2. FCC guidelines are a ‘complete failure’ for protecting kids.

Davis pointed out research showing children are especially vulnerable to RF radiation.

Children’s unique physiology, including smaller heads and more fluid in their brains, results in proportionately greater absorption of RF radiation than adults.

Research shows children can absorb up to 30 times more the amount of RF radiation in their hippocampus and 10 times more in the bone marrow of their skull.

The FCC has refused to take this research into consideration when setting its wireless radiation exposure guidelines, she said.

EHT and other organizations, including CHD, successfully sued the FCC by arguing that the agency’s guidelines — which have not been updated since 1996 — were inadequate to protect human health and did not take recent science into account. Davis said:

“The U.S. Court of Appeals, the District of Columbia, determined that we were correct and ruled that the FCC’s policies on standards for testing phones and other devices were arbitrary and capricious and that the testing procedures, particularly as they relate to children and long-term exposures, were a complete failure.

“The court found the FCC had failed to provide evidence of properly examining long-term exposure, children’s vulnerability, the testimony of people injured by radiation sickness and impacts to the developing brain and reproductive system.”

The FCC still has not complied with the court’s mandate to review recent science and give a better explanation for how its current standards are adequate for protecting health.

3. Other countries have more stringent wireless radiation standards.

Scarato said that while the FCC’s standards have yet to reflect current science, other countries have taken action to set lower wireless exposure limits.
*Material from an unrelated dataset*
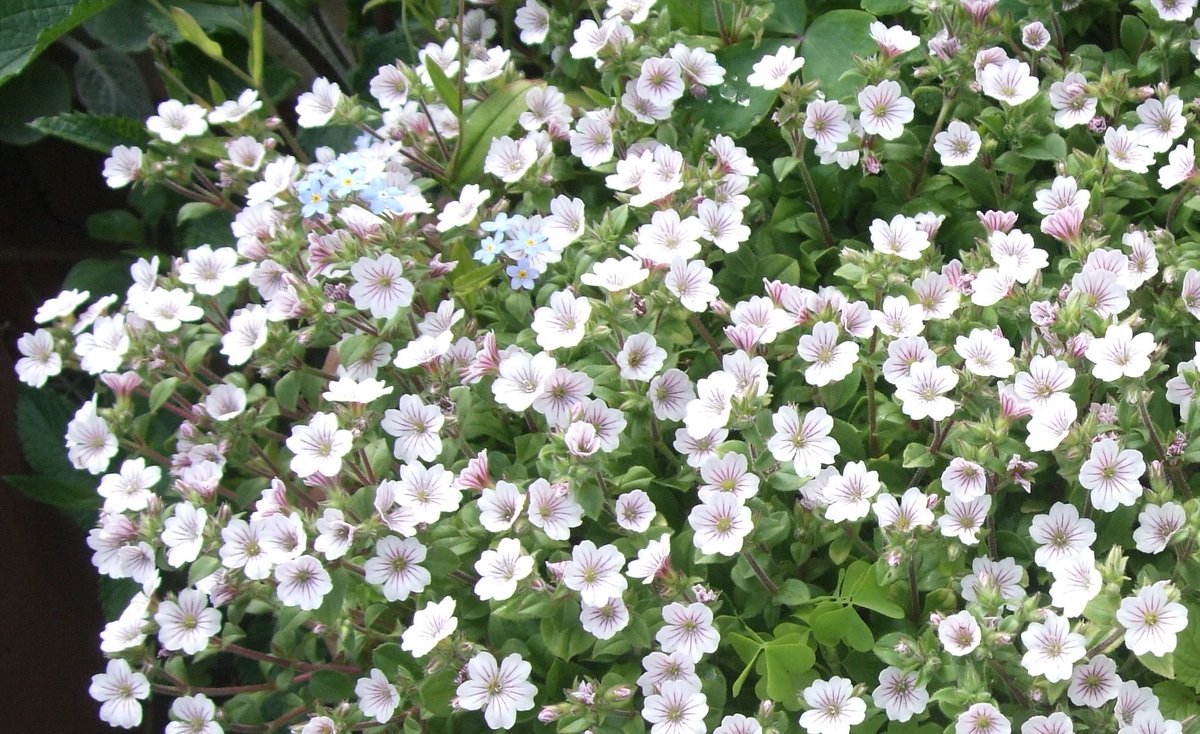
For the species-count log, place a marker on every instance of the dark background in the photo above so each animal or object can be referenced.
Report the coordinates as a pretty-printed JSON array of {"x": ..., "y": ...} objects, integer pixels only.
[{"x": 49, "y": 607}]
India, China, Russia, Italy and Switzerland all have limits that are a mere fraction of the FCC’s exposure limit, she said.
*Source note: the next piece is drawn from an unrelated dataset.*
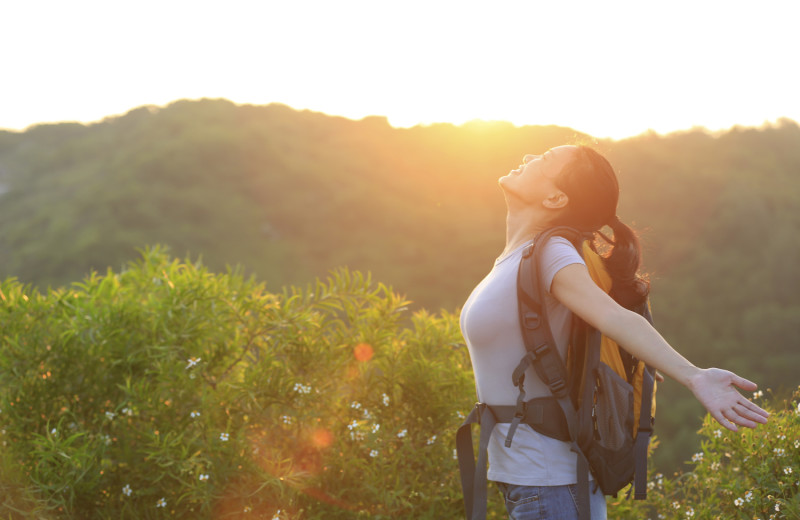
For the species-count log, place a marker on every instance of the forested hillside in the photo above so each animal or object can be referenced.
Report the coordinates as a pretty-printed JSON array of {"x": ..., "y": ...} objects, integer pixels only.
[{"x": 289, "y": 195}]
“And in some of those countries, there are scientists that are studying this issue ongoing,” she said. “However, in the United States, we don’t have that.”

No U.S. regulatory agency with health expertise has reviewed the scientific evidence of biological effects from RF radiation, she said.

“Not the EPA [U.S. Environmental Protection Agency], not the CDC [Centers for Disease Control and Prevention], not the National Cancer Institute, the FDA [U.S. Food and Drug Administration or] the Department of Labor,” she added.

4. Pollinators may be impacted by 5G.

Levitt, who has researched the biological effects of RF radiation since the late 1970s, shared research on RF radiation’s negative impact on the environment and non-human species.

She said neither the FCC nor the state of Connecticut had ever conducted a NEPA (National Environmental Policy Act) review for 5G.

Under NEPA law, federal agencies must assess whether projects they have authorized will cause harm.

Meanwhile, research indicates that rolling out 5G may especially hurt insects as they are “very inefficient thermo regulators” and “particularly vulnerable to temperature changes,” Levitt said, adding that “What impacts insects impacts us all.”

Many frequencies of wireless radiation, including the ranges used by 5G, cause an organism’s tissues to heat up which, in turn, can impact the organism’s functioning.

Research shows that 5G may be lethal to honeybees, she said.

Levitt pointed out that this would impact the human food supply. She warned, “We are flirting with catastrophic impacts from insect deaths alone, capable of punching holes in the entire food web. [The] Human food supply is endangered.”